I was sitting here thinking about all the changes were all about to endure. And while i am so excited for them, a huge part of me doesnt want to change one thing inperticular. I miss my husband so much. I want him so much. And although I get why he thinks we should live apart, it kills me. Im respecting his wishes, and praying for the day he wants to move back home.
I know hes got alot to face, and change too for him to be happy - and I hope hes working on that. I am busy doing all I said I needed to do as well... its been hard. But one day at a time! The time we spent together the last view days he was here - was so wonderful. Just how i want it to be always. I love the feeling, of knowing hes near, and that I am there when needed too! It amazes me how strong he is. And i hope someday he will realize hes soooo much stronger than he realizes. Truely Amazes me.
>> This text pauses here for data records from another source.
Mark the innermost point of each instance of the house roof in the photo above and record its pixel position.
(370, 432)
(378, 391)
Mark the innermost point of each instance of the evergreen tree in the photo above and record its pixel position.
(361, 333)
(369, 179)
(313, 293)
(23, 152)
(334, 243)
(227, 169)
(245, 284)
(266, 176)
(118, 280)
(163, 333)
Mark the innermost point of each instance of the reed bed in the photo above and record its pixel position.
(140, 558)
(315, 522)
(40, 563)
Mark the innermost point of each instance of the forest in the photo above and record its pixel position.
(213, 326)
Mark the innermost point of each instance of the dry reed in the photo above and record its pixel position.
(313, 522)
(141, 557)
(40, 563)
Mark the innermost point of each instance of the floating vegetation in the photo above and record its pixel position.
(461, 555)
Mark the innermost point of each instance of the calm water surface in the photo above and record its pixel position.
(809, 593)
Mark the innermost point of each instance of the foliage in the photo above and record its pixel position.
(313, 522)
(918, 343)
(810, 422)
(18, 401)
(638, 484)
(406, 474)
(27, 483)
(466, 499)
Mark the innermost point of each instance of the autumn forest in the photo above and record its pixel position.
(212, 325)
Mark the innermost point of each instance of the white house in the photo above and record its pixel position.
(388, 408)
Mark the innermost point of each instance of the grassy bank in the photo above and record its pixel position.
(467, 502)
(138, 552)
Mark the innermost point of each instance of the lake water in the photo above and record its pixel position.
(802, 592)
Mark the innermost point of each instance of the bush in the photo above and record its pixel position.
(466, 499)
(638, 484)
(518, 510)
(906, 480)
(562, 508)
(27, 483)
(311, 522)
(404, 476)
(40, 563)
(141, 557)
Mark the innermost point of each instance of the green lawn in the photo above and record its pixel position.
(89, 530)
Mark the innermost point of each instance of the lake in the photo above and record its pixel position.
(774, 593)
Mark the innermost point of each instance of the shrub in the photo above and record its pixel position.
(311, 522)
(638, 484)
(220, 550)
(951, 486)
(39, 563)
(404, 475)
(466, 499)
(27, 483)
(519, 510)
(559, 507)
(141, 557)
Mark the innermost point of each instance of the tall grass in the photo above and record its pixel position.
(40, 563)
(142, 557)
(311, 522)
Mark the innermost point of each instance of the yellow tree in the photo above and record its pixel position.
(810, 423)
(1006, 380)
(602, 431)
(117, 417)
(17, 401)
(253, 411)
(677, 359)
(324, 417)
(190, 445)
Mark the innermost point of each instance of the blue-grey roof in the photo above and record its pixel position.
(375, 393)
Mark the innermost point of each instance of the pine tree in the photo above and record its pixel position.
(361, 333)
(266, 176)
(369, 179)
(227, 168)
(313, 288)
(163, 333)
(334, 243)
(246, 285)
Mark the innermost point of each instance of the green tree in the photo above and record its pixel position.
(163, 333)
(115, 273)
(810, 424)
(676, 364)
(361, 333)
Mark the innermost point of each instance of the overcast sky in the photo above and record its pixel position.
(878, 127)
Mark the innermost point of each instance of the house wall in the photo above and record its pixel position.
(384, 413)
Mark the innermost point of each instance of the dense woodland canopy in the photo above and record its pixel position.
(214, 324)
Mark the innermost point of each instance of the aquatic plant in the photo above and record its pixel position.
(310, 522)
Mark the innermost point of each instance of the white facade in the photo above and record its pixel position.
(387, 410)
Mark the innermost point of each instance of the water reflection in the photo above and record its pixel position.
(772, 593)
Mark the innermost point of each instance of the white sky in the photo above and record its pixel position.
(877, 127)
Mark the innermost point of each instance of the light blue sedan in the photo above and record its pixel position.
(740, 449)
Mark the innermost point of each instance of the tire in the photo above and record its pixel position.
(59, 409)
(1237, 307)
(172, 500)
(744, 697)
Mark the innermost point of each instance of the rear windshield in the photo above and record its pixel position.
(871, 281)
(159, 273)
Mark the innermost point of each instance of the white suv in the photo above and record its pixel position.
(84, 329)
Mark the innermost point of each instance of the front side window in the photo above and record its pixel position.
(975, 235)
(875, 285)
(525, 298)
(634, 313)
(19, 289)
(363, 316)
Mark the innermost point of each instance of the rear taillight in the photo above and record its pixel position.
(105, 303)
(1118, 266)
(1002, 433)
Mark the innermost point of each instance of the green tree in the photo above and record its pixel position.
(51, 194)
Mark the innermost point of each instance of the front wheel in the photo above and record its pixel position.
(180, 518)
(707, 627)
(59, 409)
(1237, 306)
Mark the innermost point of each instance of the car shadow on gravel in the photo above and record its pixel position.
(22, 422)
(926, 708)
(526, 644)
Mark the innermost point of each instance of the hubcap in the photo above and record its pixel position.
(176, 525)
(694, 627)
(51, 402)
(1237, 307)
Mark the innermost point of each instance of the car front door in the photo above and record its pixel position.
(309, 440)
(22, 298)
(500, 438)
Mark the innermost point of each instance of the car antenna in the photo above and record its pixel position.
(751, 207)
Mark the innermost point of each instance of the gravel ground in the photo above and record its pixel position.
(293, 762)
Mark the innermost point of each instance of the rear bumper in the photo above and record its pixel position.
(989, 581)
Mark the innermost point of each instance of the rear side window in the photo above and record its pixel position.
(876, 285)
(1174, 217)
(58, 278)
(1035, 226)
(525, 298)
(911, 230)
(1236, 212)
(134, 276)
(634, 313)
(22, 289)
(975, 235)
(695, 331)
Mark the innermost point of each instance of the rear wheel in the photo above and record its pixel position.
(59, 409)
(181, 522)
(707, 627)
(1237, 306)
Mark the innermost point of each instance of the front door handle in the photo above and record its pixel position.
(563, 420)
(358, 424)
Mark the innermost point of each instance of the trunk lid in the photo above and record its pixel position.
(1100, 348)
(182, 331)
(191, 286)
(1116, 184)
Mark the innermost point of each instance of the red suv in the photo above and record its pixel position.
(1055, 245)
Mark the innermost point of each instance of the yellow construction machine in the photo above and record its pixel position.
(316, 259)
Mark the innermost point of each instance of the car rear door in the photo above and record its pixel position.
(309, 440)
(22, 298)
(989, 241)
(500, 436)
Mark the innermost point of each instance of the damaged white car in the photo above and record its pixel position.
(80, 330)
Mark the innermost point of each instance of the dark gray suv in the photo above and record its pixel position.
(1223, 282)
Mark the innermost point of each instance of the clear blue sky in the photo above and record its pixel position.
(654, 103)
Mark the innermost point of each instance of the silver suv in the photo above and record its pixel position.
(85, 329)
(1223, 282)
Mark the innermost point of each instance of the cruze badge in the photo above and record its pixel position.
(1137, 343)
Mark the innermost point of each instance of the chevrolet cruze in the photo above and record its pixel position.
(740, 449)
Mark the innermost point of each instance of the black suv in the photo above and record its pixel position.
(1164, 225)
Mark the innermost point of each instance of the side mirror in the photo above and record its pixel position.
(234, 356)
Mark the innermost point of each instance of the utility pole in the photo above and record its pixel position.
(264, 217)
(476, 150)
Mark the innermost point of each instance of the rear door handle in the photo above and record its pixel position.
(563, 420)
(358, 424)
Madaya and I move out of this house on the 10th for sure. Its gonna be different, Its gonna be hard but I think its gonna be worth it.
Im not giving up on my hopes, dreams, and wants.. and im going to keep fighting for him today, tomarrow and always. I want to see his dreams, hopes and wants too and look forward to those steps! The vows said till death do us part - not until seperation, depression, debt, fear or anything else does us part!
Im seriously anxious over some of this. Pitter patter and racing of my heart consumes me much of the day.